B- Infection is often an underlying cause. Carefully assess teeth in the line of fractures for possible extraction or they may be a nidus for infection. C- Decreased blood supply can lead to a delay in healing. Excessive stripping of the periosteum, especially in comminuted and edentulous fractures, can lead to delayed healing. D- Alcoholics have been shown to have an increased incidence of delayed union and nonunion. Whether metabolic and vitamin deficiencies, poor compliance with intermaxillary fixation, poor bone quality,or, most likely, a combination of the above reasons is the cause for an increased incidence of nonunion and delayed union is unknown. 2- Infection Infection may occur in about 50% of patients. Systemic factors include alcoholism, an immunocompromised patient, and lack of antibiotic coverage. Local factors include poor reduction and fixation, fractured teeth in the line of fracture, and comminuted fractures.
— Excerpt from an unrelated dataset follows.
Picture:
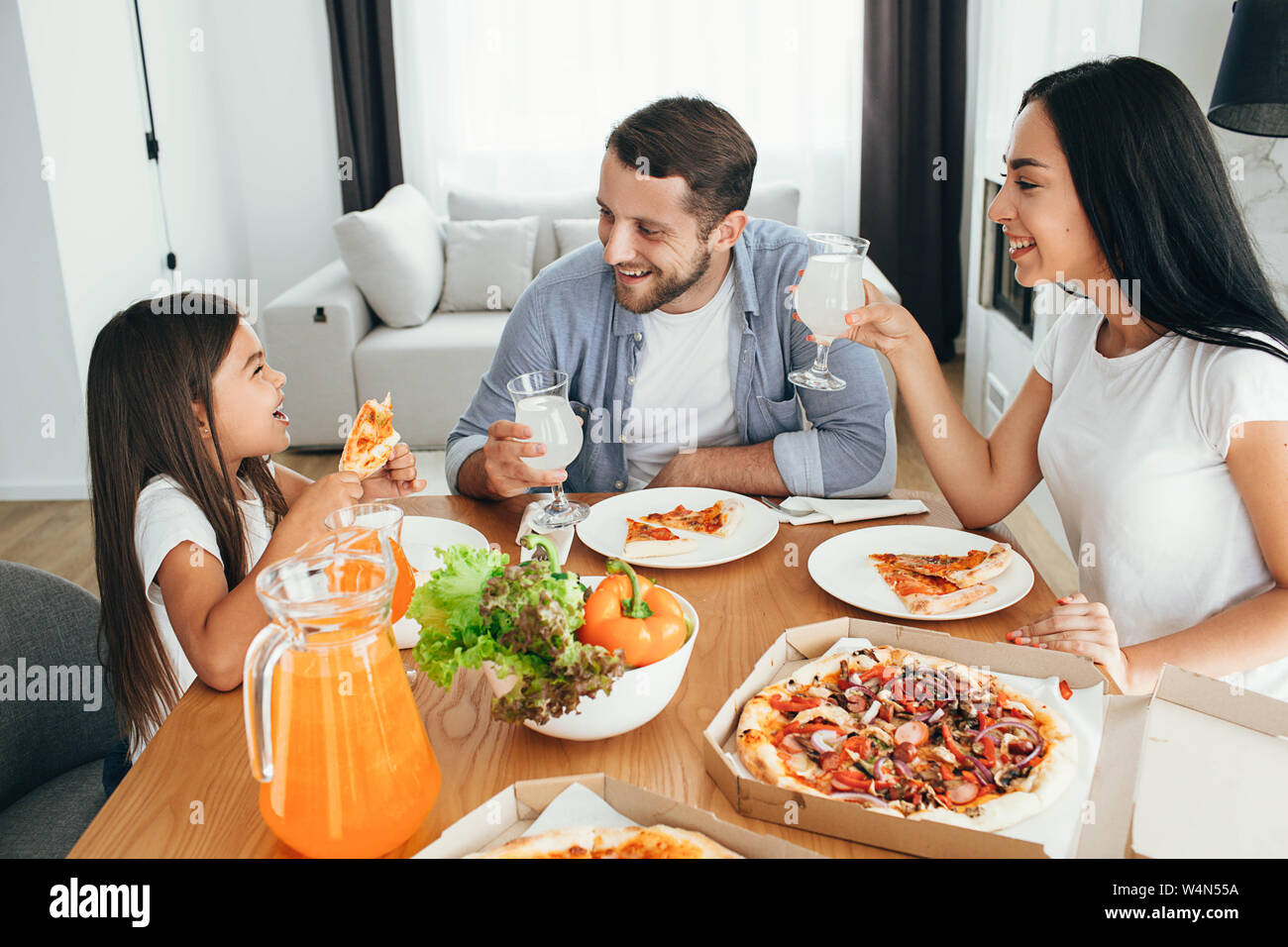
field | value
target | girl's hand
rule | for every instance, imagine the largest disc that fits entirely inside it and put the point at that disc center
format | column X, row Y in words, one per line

When infection is present it must be managed with debridement of sequestra, drainage, and antibiotic therapy. 3- Malunion Malunion is defined as improper alignment of the healed bony segments. It is usually the result of inadequate reduction, inadequate stabilization and fixation, development of a postoperative infection, or some combination of these factors. These resulting malocclusions may be treated with orthodontics or osteotomies after complete bony union 4- Ankylosis Ankylosis is a rare complication of mandibular fractures. It is most likely to occur in children and is associated with intracapsular fractures and immobilization of the mandible. Ankylosis is believed to occur secondary to intra-articular hemorrhage, leading to abnormal fibrosis and ultimately ankylosis. Ankylosis may result in disturbed growth and underdevelopment of the affected side in children. The use of only short periods of intermaxillary fixation in children can help reduce the occurrence of this complication. Fibrous or bony ankylosis of the condyle to the glenoid fossa and zygoma. The potential for development of ankylosis is dependent on several factors, including the location and extent of condylar injury, associated trauma to contiguous structures, age of the patient, and the post-treatment immobilization period. 5- Nerve injury

The inferior alveolar nerve and its branches are the most commonly injured nerves. The prominent sign of inferior alveolar nerve deficit is numbness or other sensory changes in the lower lip and chin. Damage to the marginal mandibular branch of the facial nerve is rare. More commonly seen is nerve damage caused by trauma in the region of the condyle, ramus, and angle of the mandible and by lacerations along its course. Most of the sensory and motor functions of these nerves improve and return to normal with time. 6- Root impingement Fixation screws may inadvertently impinge the roots of teeth.